Sowing and Caring for Seedlings

There is a lot you can do to raise healthy seedlings which will go on to produce good, strong plants.

Sow at the right time for the facilities you have. If you don't have much space for raising young plants, such as a greenhouse or cold frame, you will need to sow much later or sow direct into the soil. The ground must be warm enough for the plants to thrive by the time they are ready to be planted out. A cold spring can leave you with 100 plants stuck in pots and nowhere to put them!

Give your seedlings the best start by sowing them into a soil-based potting compost designed to provide the right nutrients and with good drainage qualities - or make your own from good quality compost mixed with leaf mould.

Fill your pot or tray with compost nearly to the top. Water, using tap water, then scatter your seeds thinly on the damp surface. Sift a little more dry compost over the top to cover the seeds and leave in a warm, light place. Very small seeds should be just covered. Some, like celeriac, don't need any compost on top at all. A general rule of thumb is to cover to the same depth as the size of the seed you're sowing. If you're just sowing one large seed per pot, like a courgette, sow it edgeways, rather than flat on the compost, to help avoid rotting. Make sure you sow bigger seeds in slightly larger pots as they grow really quickly!

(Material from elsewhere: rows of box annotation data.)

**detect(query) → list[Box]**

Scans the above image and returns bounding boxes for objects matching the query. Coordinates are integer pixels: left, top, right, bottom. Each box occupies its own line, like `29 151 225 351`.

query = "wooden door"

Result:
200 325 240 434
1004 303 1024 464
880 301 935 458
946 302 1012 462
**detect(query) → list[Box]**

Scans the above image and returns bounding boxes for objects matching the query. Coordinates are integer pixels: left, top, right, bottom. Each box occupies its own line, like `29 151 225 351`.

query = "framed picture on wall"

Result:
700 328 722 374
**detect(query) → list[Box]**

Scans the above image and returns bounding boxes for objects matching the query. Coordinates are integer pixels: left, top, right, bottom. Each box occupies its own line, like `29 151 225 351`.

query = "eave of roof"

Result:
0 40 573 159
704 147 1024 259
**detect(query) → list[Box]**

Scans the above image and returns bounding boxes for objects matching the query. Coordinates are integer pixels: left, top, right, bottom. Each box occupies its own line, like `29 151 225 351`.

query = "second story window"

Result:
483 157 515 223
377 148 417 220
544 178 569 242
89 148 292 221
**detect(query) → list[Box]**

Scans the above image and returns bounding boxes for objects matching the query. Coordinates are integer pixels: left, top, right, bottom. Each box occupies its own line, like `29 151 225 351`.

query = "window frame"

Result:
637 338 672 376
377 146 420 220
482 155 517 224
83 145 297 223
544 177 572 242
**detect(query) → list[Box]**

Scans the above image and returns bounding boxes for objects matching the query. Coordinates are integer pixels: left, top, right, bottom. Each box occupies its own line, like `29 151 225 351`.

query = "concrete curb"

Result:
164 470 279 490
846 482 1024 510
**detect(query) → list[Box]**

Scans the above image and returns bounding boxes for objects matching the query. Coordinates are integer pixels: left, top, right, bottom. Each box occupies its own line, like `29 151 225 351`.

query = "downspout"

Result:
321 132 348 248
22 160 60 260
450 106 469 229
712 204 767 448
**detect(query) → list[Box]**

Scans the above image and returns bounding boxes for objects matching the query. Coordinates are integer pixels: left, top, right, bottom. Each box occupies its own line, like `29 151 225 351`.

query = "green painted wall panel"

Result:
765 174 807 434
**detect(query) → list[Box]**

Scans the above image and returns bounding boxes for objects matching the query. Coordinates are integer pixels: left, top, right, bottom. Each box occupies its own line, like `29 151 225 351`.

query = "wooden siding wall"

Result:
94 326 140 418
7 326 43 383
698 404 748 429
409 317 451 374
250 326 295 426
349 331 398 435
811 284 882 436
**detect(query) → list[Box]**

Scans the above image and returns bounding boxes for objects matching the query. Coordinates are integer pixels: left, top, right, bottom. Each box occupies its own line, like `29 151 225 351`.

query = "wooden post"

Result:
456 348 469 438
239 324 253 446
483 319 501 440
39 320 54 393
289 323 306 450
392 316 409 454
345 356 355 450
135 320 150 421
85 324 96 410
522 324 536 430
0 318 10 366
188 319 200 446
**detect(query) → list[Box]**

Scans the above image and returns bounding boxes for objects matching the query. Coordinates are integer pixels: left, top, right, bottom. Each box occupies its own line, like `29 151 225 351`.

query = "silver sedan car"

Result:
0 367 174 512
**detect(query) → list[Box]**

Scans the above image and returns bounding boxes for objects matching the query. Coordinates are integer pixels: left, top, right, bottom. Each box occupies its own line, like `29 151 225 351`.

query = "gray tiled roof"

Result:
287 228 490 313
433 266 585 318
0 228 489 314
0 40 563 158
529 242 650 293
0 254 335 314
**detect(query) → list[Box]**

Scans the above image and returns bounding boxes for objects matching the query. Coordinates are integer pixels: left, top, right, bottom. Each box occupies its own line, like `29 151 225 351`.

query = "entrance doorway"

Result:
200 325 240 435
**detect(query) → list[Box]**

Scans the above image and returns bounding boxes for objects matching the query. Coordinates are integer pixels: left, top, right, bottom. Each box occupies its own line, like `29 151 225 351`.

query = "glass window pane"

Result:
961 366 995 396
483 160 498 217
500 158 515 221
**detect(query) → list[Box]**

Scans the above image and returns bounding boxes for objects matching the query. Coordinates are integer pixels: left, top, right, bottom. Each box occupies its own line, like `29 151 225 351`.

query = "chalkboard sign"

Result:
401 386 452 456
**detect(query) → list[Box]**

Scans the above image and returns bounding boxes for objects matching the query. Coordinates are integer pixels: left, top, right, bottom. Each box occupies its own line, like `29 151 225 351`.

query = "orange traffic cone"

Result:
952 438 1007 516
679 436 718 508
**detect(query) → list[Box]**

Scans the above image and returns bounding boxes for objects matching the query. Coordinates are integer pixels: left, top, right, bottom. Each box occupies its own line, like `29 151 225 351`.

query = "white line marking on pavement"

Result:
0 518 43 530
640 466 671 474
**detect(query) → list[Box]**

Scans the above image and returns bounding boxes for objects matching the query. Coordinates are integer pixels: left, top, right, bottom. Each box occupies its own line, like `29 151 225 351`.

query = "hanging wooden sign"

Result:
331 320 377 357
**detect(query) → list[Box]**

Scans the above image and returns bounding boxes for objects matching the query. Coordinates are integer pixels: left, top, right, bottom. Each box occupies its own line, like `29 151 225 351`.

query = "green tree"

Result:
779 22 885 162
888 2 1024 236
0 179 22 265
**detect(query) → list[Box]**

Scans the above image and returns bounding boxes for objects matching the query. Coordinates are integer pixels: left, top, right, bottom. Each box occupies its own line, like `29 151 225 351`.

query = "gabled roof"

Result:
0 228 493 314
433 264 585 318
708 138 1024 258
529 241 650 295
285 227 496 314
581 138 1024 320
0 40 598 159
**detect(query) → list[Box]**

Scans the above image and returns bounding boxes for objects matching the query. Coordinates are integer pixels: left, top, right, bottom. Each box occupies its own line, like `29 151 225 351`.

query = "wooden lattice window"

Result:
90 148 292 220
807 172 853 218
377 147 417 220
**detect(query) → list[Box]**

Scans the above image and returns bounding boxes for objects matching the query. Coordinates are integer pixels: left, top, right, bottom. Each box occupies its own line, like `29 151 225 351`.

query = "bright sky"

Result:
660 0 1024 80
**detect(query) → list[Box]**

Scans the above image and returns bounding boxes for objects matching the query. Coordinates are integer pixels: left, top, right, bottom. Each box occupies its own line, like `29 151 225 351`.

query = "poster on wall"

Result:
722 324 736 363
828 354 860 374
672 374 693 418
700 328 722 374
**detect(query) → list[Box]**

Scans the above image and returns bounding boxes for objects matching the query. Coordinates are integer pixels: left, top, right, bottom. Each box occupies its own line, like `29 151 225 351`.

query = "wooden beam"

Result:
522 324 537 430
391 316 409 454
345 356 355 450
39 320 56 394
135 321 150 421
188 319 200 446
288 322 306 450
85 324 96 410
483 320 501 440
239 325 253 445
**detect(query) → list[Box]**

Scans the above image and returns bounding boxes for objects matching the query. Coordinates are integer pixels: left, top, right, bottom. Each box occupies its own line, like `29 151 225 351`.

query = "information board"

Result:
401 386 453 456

Watering is very important. Use tap water initially for watering seedlings as they may not cope with the micro-organisms in rain water, especially if it's been in a water butt for some time. Seedlings don't need much water while they are small. Water when the soil is very dry and the pot feels light when you lift it. Keep a container of water at room temperature for watering your seedlings: nothing will set them back like a soaking in cold water. You can either water from the bottom by standing the pots in a tray and wait until the water has saturated the whole pot before removing them to drain, or by the careful use of a fine spray. I prefer the first method.

Pot up your seedlings as soon as they are big enough to handle. This is usually when they have their first proper pair of leaves, like the ones in the photo above. They will grow better in individual pots and there will be less interference to their root systems the sooner you can do it.

Make sure your seedlings have plenty of even light or they will grow tall and spindly stems (this is known as 'leggy'). This often happens when seedlings are grown on windowsills, even if you turn them every day. Try to prevent this, but if it happens, pot them on into deep pots and plant so that only a short piece of stem and the leaves are left above the soil surface. Once your seedlings have been potted on and have several leaves you can start watering with rain water as this will now be better for them than tap water.

Keep potting on into bigger pots as soon as the plants' roots appear at the bottom. If the plants become pot-bound they will not thrive and their growth will slow. Pot into compost designed to provide the right nutrients at each stage of growth. Multi-purpose is fine to pot into but don't leave the plants in it for long before potting them on again or they will need feeding. Make sure your compost is peat-free.

Treat it like a race to get the seedlings to grow quickly and into the ground as fast as possible as this is the best place for them once they're big enough and if the ground is warm enough. Use cloches to give young plants extra warmth and shelter. The aim is to clear the space in your greenhouse or cold frame for the next lot of seedlings coming along.